What I don’t understand in these cases is: If you think this this is a good punishment, what do you do if there isn’t a birthday party imminent?.

This is what I also always wonder in cases like this. It's plain old shit and very lazy parenting.

As the party is just some vague abstract thing in the future, it's a completely useless punishment as the child isn't likely to care about something they isn't physically tangible in the here and now, so why should they care? By all means, take away their toys/screens/gadgets/freedom to play for 2/3/5/8 minutes, but don't punish the birthday child instead, which is all these punishments do.

TimeForDinnerDinnerDinner · 09/01/2020 02:46

I'm going to go against the grain here.

In the past, I personally have had to threaten DC1 with withdrawing them from a party at the last minute. This would have been a last resort type sanction if my child was playing up badly repeatedly without responding to several earlier sanctions carried out. Luckily it was never a threat I had to go through with - but I would NEVER have expected another parent to judge my decision as unfavourably as some PP have done. In fact I'm a bit shocked. I'd have thought that other parents would have respected my willingness to do what it took to teach my DC right from wrong so they can fit into society well as an adult.

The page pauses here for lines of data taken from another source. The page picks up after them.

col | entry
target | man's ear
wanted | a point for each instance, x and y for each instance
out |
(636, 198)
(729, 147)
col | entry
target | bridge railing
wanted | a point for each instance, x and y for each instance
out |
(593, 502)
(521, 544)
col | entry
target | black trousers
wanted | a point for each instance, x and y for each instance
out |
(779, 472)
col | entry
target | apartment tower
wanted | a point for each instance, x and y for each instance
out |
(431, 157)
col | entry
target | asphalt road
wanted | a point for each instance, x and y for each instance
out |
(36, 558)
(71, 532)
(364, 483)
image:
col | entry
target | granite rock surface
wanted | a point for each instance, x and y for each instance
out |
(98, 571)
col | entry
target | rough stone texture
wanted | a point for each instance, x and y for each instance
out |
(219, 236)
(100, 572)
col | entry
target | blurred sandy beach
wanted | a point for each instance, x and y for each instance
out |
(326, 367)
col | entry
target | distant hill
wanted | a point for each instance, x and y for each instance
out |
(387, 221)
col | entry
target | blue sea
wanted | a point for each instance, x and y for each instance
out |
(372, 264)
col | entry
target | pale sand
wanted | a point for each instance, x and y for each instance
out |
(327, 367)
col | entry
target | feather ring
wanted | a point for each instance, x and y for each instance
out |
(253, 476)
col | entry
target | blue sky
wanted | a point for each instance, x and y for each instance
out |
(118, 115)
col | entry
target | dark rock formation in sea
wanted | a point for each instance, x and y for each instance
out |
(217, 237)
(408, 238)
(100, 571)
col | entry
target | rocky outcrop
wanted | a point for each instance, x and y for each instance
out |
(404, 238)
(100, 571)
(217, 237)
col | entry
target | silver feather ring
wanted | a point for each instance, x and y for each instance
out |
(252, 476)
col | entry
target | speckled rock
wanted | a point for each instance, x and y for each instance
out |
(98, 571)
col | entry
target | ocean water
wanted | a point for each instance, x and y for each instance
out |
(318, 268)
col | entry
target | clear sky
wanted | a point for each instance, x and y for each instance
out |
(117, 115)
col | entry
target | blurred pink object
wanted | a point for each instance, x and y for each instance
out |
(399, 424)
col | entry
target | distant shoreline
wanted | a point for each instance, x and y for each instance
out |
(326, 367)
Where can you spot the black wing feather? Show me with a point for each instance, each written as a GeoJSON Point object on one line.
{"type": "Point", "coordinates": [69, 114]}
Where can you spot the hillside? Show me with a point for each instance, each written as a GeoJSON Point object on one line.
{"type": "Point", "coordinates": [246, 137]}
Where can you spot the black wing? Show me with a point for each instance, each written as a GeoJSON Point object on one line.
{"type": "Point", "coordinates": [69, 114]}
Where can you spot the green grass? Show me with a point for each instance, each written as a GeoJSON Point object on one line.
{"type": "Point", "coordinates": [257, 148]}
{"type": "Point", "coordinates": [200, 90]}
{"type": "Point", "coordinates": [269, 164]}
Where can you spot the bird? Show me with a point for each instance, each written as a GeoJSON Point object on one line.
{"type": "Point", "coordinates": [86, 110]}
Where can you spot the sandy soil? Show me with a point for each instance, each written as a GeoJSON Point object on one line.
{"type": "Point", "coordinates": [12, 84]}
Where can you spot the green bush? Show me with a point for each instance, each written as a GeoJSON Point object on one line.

On the contrary, I'd harshly judge a parent if I'd found out they'd allowed their child to a party after being badly behaved at home if they hadn't responded to discipline.

Then again, maybe I wouldn't judge if both my DCs had been like my DC2 who never has had to have this threat, as they've never been as strong-willed as DC1. I do love them both equally for who they are, but DC1 has always been markedly more difficult to manage behaviour-wise. Still is, but we're getting there with consistency, persistence, patience and a lot of love.

64sNewName · 09/01/2020 03:05

It's just letting people down under the guise of punishment when there are plenty of other ways to discipline a child.

^ That sums it up for me.

PureAlchemy · 09/01/2020 06:24

I'd have thought that other parents would have respected my willingness to do what it took to teach my DC right from wrong so they can fit into society well as an adult.

Personally, I think that learning that you should honour your commitments is something DC should learn in order to fit into society well as an adult.

And I’d consider accepting invites as making a commitment to someone else, so part of that, is not dropping out of attending other children’s birthday parties at the last minute unless it’s unavoidable. As in, because your DC is ill, rather than because of their behaviour at home.

If you feel that your DC’s behaviour is too bad for parties then you shouldn’t accept the invite in the first place.

And FWIW I’ve also got one DC whose behaviour can be extremely challenging at times.

itchytits123 · 09/01/2020 08:01

Personally, I think that learning that you should honour your commitments is something DC should learn in order to fit into society well as an adult

I think it's a two way street, fit into society or fit in with you? If we want out children to be 'community minded' then we can support other parents and their perfectly normal parenting decisions.

If you feel that your DC’s behaviour is too bad for parties then you shouldn’t accept the invite in the first place

Likewise, if you're going to fork out to throw parties for your children, presumably expensive ones in this case, then perhaps budget for some cancellations before resorting to calling other people 'lazy parents' because they cancel.

I'm sorry if that sounds harsh, I'm just applying the same harsh logic as some others here.